Tiskové centrum
Tiskové centrum
12. November 2015

T-Mobile facilitates communication for people suffering from hearing loss

T-Mobile has introduced the T-Mobile e-Přepis service at its own and partner shops, which facilitates communication for customers suffering from hearing loss.

Remote simultaneous speech transcription, displayed also on tablets
Free of charge at all 158 T-Mobile and partner shops
Employment of specially trained blind transcribers

The service consists in remote simultaneous speech transcription, allowing deaf and hearing-impaired persons to conveniently view the answers of the shop assistant on the display of a tablet. The service is available free of charge at all of the operator’s 158 shops.
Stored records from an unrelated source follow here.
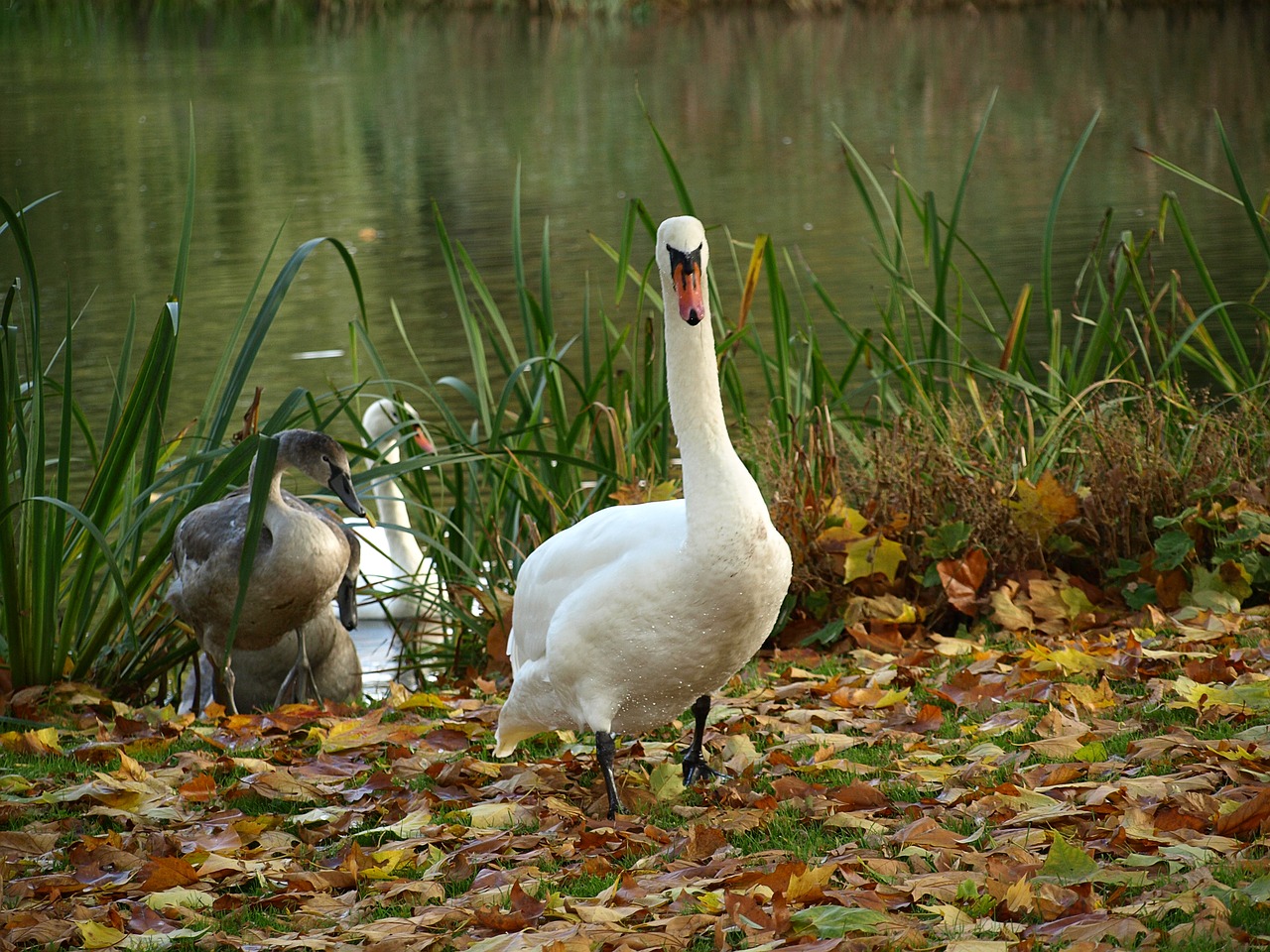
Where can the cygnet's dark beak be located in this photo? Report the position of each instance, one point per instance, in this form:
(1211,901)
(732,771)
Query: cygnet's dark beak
(341,485)
(421,439)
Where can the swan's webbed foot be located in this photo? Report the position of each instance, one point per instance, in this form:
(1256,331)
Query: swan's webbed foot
(222,678)
(604,749)
(695,767)
(697,770)
(300,679)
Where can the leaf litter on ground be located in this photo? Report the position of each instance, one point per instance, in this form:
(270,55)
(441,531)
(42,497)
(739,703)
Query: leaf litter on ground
(1095,787)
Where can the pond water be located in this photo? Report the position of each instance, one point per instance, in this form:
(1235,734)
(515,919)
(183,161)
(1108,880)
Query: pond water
(354,130)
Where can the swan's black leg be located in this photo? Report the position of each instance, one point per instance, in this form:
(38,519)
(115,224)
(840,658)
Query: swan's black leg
(604,749)
(347,601)
(227,680)
(300,676)
(695,766)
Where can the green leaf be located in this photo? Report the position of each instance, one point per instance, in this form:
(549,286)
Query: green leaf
(1069,864)
(835,921)
(1173,548)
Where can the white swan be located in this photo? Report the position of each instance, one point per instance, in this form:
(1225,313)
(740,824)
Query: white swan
(403,583)
(624,620)
(304,558)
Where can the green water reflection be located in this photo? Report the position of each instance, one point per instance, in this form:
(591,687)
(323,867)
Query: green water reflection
(353,134)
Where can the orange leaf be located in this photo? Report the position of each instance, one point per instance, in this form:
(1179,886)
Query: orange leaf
(198,789)
(961,579)
(1247,820)
(1042,508)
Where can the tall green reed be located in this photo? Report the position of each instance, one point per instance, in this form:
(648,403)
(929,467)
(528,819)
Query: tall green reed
(82,574)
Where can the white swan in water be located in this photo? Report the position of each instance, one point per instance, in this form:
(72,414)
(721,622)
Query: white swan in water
(304,557)
(624,620)
(403,583)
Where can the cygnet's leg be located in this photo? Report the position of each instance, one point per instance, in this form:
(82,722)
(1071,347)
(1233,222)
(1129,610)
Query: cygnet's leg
(604,749)
(300,676)
(223,675)
(695,766)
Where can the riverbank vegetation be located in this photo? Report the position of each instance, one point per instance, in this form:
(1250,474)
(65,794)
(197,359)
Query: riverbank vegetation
(1016,689)
(1111,435)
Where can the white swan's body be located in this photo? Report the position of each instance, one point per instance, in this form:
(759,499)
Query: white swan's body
(399,581)
(630,616)
(304,557)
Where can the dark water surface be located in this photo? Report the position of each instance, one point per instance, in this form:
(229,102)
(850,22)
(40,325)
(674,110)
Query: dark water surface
(354,132)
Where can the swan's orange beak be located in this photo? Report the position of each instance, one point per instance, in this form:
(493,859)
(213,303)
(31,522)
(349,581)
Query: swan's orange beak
(686,272)
(421,439)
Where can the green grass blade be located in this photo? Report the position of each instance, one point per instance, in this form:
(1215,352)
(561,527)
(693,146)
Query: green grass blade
(1245,198)
(1047,263)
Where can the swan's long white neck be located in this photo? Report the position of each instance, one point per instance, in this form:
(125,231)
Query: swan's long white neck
(394,516)
(715,483)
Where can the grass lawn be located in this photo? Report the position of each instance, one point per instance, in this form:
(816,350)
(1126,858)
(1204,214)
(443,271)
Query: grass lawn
(1091,788)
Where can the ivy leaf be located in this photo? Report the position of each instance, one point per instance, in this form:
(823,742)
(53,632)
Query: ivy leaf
(1171,549)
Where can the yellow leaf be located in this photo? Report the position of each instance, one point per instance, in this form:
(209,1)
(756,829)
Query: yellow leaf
(1042,508)
(96,936)
(1007,613)
(667,782)
(412,824)
(811,883)
(497,815)
(592,912)
(739,753)
(873,555)
(423,699)
(1233,698)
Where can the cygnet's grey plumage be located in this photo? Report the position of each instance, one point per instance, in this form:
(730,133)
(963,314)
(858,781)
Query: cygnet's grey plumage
(304,558)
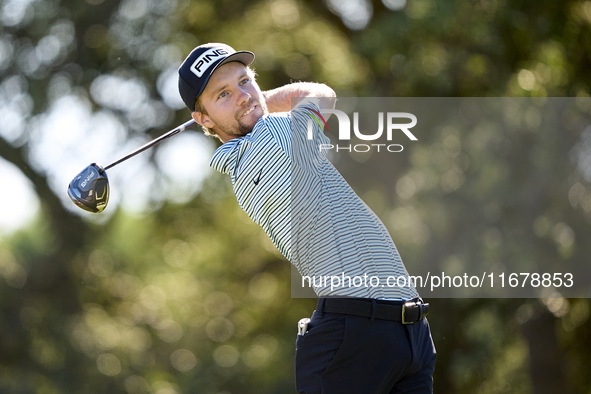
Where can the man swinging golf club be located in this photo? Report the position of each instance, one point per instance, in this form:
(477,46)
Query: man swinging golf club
(360,340)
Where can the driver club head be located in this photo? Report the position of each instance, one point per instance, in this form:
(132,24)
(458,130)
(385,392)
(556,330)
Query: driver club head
(90,189)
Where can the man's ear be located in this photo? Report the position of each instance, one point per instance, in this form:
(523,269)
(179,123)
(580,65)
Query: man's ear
(202,119)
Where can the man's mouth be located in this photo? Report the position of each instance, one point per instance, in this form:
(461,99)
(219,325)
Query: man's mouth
(248,111)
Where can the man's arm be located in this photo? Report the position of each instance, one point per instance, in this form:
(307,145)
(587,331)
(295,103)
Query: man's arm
(280,99)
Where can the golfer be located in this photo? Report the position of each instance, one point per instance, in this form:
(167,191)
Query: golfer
(362,338)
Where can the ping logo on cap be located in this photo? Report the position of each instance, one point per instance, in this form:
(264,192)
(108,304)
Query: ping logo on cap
(206,59)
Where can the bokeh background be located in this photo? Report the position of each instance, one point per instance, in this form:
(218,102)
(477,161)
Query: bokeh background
(173,290)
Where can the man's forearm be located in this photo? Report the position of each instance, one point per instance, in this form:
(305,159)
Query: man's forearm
(280,99)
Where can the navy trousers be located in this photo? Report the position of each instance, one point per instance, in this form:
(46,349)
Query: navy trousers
(342,354)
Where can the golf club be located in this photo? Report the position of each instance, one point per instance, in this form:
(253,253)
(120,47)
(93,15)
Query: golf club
(89,190)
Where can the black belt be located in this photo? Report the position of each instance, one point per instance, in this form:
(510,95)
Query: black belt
(406,312)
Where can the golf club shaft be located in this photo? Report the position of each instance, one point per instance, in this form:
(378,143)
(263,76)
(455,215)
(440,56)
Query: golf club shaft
(172,132)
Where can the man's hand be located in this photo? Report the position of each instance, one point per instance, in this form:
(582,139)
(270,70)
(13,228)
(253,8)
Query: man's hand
(280,99)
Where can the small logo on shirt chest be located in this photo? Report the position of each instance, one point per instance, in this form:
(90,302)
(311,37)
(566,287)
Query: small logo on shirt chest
(258,178)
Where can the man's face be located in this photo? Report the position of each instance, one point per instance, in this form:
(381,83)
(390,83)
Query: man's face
(233,102)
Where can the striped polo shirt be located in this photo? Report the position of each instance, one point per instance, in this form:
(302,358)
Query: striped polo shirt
(285,183)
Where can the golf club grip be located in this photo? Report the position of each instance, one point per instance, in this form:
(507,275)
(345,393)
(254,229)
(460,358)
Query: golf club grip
(148,145)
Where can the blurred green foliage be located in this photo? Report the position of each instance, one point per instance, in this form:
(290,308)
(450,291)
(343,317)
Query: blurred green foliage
(192,297)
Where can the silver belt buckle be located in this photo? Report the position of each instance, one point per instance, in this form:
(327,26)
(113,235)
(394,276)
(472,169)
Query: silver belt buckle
(303,325)
(404,306)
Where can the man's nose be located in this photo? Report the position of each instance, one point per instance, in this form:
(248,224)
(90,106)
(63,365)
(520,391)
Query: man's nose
(243,96)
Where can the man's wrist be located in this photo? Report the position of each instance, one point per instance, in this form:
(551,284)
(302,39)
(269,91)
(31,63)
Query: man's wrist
(281,99)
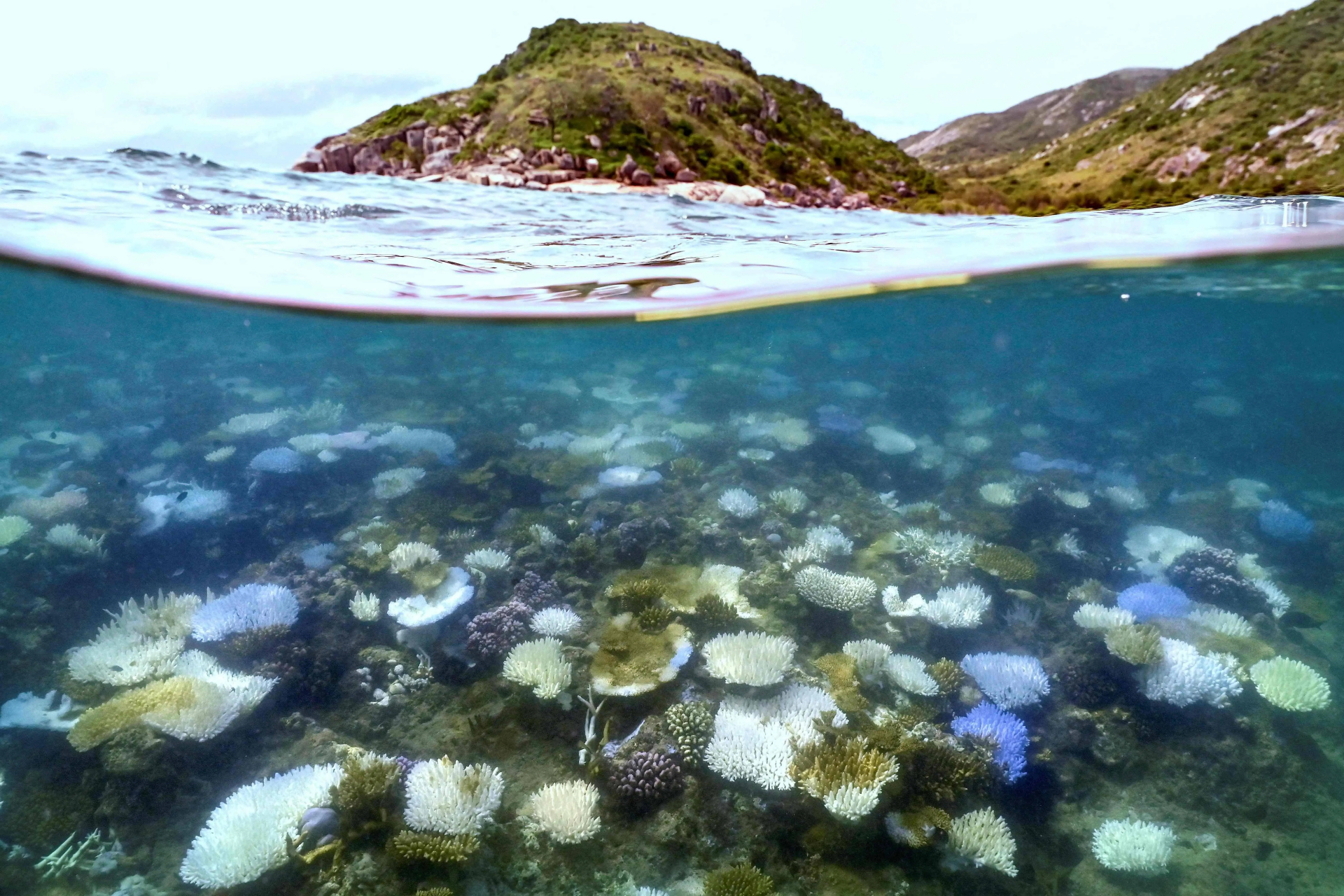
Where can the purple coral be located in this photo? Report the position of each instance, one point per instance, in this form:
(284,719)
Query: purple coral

If a customer asks for the T-Mobile e-Přepis service, the shop assistant will lend him a tablet with an on-line transcription application and contact a transcriber. All verbal communication of the shop assistant will be transmitted with minimum delay via the mobile network into the transcriber’s headphones and subsequently displayed as text on the tablet for the customer. For the sake of personal data protection, transcripts are not stored anywhere and are immediately deleted after reading.

“T-Mobile is bringing hearing-impaired customers considerable freedom in communication, as they are no longer dependent on partial help from others and are thus given certainty that they will receive all necessary information and will understand it correctly,” says Martin Novák, President of the Czech Union of the Deaf (CUD).

From a technical and staffing perspective, the service is arranged by the social enterprise Transkript online in cooperation with the CUD. Transkript online thus provides employment to specially trained blind transcribers, who are able to achieve a typing speed of more than 500 keystrokes per minute. These people have the ability to focus intently on speech, thus utilising their disability as a professional advantage.

It is estimated that up to 500,000 deaf and hearing-impaired persons live in the Czech Republic, with only approx. 1.2% of them being able to communicate using sign language – these were mostly born deaf (as it is difficult to learn sign language when a person loses their hearing as a result of an accident or at a later age). Roughly one-fifth of the total number of people suffering from hearing loss do not use any kind of hearing aid. For these persons, real-time written transcription of speech is an ideal means of communication.